Create Milvus collection

Create a collection in Milvus to store your blog post embeddings, note that the dimension of the embeddings must match the dimension of the embeddings generated by OpenAI (1536 if you are using the text-embedding-ada-002 model).

$milvus = new Milvus(
    token: "your-token",
    host: "localhost",
    port: "19530"
);


$milvus->collections()->create(
    collectionName: 'blog_posts',
    dimension: 1536,
);

Insert into Milvus

Insert these embeddings, along with other blog post data, into your Milvus collection.

$insertResponse = $milvus->vector()->insert('blog_posts', $blogPosts);

Creating a Search Vector with OpenAI

Generate a search vector for your query, akin to how you processed the blog posts.

$searchVectorResponse = OpenAI::client('sk-your-openai-api-key')
    ->embeddings()
    ->create([
        'model' => 'text-embedding-ada-002',
        'input' => 'laravel framework',
    ]);

$searchEmbedding = $searchVectorResponse->embeddings[0]->embedding;

Searching using the Embedding in Milvus

Use the Milvus client to perform a search with the generated embedding.

$searchResponse = $milvus->vector()->search(
    collectionName: 'blog_posts',
    vector: $searchEmbedding,
    limit: 3,
    outputFields: ['title', 'summary', 'tags']
);

// Output the search results
foreach ($searchResponse as $result) {
    echo "Title: " . $result['title'] . "\n";
    echo "Summary: " . $result['summary'] . "\n";
    echo "Tags: " . implode(', ', $result['tags']) . "\n\n";
}

Running Milvus in Docker

To quickly get started with Milvus, you can run it in Docker, by using the following command

# Download the docker-compose.yml file
wget https://github.com/milvus-io/milvus/releases/download/v2.3.3/milvus-standalone-docker-compose.yml -O docker-compose.yml

# Start Milvus
docker compose up -d

A healthcheck endpoint will now be available on http://localhost:9091/healthz, and the Milvus API will be available on http://localhost:19530.

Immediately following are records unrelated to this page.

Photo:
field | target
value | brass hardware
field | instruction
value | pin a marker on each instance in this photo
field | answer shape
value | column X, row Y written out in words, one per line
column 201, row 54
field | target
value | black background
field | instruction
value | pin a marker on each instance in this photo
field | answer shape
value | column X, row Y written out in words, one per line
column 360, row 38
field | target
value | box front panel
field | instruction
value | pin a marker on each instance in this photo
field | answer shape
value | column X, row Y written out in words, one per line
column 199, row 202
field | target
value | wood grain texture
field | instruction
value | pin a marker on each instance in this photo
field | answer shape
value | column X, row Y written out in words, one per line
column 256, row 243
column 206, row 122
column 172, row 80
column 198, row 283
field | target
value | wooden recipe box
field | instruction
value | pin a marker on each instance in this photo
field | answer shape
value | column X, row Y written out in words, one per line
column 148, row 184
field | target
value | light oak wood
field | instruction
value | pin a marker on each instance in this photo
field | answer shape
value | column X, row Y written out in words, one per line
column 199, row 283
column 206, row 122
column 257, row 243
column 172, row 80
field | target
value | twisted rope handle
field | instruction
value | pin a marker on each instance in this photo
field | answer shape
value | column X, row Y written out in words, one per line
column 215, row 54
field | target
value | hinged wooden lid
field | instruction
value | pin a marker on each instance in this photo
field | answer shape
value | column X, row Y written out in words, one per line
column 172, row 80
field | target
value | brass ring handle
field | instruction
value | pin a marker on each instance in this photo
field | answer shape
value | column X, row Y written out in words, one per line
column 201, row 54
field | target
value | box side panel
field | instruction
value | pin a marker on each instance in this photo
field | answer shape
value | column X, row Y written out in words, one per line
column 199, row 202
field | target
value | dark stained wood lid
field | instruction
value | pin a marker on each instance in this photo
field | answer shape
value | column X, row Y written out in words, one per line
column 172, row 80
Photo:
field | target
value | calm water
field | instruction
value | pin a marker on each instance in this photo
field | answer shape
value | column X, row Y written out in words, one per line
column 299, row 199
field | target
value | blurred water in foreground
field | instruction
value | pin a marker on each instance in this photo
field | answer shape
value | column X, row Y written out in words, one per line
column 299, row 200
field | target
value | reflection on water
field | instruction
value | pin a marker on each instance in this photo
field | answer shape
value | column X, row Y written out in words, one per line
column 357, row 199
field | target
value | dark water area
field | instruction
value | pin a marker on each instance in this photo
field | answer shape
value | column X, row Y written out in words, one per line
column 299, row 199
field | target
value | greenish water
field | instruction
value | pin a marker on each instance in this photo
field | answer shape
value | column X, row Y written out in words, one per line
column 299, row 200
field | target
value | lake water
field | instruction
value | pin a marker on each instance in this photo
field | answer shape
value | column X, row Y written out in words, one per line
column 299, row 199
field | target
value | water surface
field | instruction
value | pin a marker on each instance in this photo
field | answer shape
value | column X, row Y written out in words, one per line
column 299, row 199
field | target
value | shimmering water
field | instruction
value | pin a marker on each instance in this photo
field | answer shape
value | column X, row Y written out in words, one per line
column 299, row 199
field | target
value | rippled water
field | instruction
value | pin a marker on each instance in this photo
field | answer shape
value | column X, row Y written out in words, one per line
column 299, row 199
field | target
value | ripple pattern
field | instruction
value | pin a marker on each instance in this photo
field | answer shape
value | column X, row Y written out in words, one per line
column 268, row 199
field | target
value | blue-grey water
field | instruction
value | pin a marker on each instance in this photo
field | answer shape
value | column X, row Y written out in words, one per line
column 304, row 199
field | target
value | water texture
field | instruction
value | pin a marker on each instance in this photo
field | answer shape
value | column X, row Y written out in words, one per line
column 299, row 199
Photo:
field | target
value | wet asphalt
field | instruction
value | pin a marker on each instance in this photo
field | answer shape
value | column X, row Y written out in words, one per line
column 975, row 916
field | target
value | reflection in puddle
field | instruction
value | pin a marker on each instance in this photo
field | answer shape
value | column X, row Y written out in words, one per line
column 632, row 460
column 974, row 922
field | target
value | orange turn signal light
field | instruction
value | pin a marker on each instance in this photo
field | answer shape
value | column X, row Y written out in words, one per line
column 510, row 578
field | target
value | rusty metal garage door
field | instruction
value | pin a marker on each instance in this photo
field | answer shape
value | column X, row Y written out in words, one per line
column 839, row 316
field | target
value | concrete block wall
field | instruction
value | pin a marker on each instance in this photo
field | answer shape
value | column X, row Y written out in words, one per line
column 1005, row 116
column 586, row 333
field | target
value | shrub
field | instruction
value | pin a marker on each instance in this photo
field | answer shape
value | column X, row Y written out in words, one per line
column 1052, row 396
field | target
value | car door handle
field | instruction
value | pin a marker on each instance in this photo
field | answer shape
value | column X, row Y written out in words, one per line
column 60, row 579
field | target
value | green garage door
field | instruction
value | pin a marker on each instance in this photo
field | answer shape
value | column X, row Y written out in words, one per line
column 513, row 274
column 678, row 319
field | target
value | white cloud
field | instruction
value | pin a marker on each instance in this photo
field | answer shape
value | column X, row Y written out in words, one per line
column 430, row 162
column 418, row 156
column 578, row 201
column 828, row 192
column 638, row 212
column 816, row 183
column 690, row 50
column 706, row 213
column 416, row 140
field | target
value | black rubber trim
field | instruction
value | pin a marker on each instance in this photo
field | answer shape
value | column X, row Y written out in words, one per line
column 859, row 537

To stop Milvus, run docker compose down, to wipe all the data, run docker compose down -v.

For more details Installing Milvus Standalone with Docker Compose

For production workloads, consider checking out Zilliz.com, which are the developers behind Milvus and provides a hosted version of Milvus in the Cloud ☁️.

Testing

cp .env.example .env

## Start a local Milvus instance, it takes awhile to boot up
docker compose up -d
 
composer test
composer analyse src

License

The MIT License (MIT). Please see License File for more information.

Disclaimer

"Milvus®" and the Milvus logo are registered trademarks of the Linux Foundation (LF Projects, LLC). This package is not affiliated with, endorsed by, or sponsored by the Linux Foundation. It's developed independently and uses the "Milvus" name under fair use, solely for identification. All trademarks and registered trademarks, including "Milvus®", are the property of their respective owners. "Milvus®" is a registered trademark of the Linux Foundation.